Name it when it happens
The single most effective defence is awareness. When something suddenly feels like it is everywhere, ask yourself: “Is this the frequency illusion?” Simply naming the phenomenon breaks the automatic assumption that the world has changed.
Check the data
If you believe something has genuinely become more common, look for data rather than relying on your subjective experience of frequency. Your perception of how often something occurs is unreliable, especially when your attention has recently been primed.
Remember that absences are invisible
You never notice the moments when the thing does not appear. Your brain does not create memories of “I went through today without seeing a red car.” This means your sample is permanently skewed toward sightings. The more you understand this asymmetry, the less power the frequency illusion has over your judgements.
The frequency illusion and the wider web of perception
The frequency illusion sits at the intersection of attention, memory, and belief formation.

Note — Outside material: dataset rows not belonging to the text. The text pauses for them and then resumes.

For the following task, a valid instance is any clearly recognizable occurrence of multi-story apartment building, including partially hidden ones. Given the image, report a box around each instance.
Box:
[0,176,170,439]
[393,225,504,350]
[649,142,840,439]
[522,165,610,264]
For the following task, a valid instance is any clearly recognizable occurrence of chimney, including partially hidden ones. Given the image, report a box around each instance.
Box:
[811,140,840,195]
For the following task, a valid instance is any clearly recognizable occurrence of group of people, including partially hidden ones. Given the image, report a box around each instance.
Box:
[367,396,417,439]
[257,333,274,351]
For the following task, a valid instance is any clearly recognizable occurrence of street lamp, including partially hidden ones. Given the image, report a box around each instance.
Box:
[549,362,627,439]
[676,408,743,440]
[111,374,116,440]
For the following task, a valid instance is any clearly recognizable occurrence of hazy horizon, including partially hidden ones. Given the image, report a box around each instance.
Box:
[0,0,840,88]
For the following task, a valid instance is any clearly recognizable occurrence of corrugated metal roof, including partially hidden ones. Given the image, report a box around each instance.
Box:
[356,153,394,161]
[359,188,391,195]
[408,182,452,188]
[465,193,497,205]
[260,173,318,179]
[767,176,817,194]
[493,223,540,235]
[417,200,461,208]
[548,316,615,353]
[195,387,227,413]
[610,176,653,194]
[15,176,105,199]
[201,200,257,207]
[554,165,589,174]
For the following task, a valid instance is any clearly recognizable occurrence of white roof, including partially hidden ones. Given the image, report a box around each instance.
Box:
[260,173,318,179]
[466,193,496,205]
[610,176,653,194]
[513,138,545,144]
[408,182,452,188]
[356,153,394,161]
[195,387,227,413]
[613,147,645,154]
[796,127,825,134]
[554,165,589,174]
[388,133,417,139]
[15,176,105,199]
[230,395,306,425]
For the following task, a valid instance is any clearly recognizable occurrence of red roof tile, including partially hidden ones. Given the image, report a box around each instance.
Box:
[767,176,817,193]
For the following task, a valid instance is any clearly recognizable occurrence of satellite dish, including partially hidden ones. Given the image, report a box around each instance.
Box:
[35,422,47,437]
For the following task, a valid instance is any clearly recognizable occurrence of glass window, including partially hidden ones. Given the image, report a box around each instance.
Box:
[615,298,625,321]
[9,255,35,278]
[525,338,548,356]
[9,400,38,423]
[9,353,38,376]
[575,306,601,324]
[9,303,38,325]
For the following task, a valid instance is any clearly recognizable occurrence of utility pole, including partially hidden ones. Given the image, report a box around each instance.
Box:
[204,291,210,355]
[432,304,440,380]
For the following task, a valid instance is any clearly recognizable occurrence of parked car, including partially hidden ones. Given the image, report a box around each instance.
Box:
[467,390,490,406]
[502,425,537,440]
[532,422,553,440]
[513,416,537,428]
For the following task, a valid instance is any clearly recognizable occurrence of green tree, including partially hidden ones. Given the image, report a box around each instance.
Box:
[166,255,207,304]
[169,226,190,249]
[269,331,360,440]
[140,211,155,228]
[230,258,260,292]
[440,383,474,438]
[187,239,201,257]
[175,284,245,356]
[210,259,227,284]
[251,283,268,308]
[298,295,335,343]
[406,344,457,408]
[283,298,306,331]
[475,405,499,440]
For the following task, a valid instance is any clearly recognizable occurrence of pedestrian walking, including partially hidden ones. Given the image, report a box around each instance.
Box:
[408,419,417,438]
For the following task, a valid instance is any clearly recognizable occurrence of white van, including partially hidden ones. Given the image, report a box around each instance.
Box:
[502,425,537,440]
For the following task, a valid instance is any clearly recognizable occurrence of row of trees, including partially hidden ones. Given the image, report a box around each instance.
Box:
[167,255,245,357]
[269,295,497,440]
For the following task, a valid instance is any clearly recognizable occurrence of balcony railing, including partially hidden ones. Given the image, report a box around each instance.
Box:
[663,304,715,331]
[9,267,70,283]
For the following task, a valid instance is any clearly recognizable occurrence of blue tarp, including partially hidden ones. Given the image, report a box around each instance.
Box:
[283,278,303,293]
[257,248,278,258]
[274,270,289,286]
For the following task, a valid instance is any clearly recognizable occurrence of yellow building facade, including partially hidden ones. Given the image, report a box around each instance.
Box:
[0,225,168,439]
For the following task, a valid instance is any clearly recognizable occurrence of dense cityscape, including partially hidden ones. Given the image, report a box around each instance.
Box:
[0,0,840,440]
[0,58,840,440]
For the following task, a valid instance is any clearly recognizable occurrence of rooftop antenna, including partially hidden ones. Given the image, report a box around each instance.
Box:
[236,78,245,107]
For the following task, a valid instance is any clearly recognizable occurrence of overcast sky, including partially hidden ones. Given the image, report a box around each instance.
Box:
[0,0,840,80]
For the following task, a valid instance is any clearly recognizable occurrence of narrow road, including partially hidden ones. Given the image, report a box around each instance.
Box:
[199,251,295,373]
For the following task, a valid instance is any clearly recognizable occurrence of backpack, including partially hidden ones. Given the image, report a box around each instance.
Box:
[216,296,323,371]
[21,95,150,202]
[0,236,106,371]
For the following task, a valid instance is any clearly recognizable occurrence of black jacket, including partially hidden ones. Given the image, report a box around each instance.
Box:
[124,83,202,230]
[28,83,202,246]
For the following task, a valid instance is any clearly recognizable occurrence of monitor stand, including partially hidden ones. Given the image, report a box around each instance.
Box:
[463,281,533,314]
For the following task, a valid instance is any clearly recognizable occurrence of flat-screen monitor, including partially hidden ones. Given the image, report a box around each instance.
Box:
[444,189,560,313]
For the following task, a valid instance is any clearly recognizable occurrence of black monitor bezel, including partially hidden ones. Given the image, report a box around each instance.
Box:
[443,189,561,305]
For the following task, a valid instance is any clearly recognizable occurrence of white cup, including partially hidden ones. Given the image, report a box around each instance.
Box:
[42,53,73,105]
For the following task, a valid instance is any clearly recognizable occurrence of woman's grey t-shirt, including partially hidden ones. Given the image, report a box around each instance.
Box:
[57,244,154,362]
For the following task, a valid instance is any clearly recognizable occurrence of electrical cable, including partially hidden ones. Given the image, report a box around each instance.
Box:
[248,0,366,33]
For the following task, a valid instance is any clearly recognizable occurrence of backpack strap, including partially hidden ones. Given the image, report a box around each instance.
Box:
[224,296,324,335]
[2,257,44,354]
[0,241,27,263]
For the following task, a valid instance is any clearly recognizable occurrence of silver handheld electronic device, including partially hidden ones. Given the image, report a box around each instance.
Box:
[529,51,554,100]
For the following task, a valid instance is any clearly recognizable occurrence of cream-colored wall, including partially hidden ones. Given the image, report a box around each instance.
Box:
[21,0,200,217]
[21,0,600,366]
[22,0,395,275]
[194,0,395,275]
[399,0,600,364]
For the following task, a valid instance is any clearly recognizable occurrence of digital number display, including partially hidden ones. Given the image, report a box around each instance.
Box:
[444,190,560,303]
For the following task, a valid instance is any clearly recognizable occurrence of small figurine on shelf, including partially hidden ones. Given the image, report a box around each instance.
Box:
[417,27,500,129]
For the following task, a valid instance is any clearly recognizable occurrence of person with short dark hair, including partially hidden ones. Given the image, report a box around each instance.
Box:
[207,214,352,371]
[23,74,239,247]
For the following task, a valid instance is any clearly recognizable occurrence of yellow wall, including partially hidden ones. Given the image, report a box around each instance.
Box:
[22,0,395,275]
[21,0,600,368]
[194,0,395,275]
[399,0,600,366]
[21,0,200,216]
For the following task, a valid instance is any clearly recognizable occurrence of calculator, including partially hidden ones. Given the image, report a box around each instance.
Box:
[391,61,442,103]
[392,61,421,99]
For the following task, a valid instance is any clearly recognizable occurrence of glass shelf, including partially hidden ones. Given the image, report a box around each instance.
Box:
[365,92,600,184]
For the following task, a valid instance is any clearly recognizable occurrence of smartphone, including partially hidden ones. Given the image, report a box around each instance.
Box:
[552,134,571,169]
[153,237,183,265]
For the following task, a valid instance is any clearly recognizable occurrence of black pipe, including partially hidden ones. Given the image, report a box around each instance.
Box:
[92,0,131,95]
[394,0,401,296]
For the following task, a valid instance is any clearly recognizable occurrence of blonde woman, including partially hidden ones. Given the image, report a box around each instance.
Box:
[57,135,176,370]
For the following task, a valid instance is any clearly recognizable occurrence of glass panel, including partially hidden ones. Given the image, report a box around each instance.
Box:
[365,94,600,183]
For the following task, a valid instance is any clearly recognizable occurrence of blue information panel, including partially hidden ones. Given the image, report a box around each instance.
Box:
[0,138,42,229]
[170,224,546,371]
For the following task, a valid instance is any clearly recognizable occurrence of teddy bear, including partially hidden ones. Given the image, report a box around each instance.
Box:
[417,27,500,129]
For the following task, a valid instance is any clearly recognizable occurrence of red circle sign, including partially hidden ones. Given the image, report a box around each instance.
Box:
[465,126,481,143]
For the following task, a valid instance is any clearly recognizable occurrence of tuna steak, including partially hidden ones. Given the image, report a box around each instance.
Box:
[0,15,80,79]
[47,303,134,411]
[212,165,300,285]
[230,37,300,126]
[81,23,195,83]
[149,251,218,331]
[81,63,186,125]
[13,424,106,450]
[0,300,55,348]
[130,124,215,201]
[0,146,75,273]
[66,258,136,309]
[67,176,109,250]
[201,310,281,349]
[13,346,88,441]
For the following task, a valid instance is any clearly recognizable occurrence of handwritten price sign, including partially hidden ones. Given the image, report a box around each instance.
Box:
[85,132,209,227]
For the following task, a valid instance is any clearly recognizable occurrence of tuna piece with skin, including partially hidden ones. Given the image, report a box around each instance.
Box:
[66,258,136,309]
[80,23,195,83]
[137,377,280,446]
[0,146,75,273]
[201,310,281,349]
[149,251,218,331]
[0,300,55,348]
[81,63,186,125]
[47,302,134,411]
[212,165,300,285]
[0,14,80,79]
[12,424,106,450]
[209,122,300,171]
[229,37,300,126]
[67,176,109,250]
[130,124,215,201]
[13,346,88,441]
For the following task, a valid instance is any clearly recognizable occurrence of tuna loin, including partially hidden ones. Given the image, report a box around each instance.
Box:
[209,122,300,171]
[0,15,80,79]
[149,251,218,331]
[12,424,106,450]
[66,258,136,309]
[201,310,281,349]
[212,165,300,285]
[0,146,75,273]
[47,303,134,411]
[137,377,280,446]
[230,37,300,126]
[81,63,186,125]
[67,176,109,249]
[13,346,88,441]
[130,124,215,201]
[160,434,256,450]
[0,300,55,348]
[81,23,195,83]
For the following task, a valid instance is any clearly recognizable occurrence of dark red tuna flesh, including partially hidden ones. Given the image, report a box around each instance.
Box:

It connects to the availability heuristic (what you notice shapes what you think is common), confirmation bias (what you notice reinforces what you believe), and salience bias (what stands out to you determines what you pay attention to). Together, these biases create a feedback loop where a single new piece of information can quietly reshape your entire perception of the world - not by changing reality, but by changing what you see.
How to spot it
If something suddenly feels like it's everywhere, pause and ask: did this genuinely become more common, or did I just start noticing it? If you recently learned a new word, heard about a new product, or encountered a new idea, the spike in sightings is almost certainly in your attention, not in the world.
A thought to hold onto
The world didn't change. Your attention did.
Why it matters now
Algorithmic feeds reinforce the frequency illusion by showing you more of what you've already engaged with - turning a single click into the feeling that an idea, product, or threat is everywhere.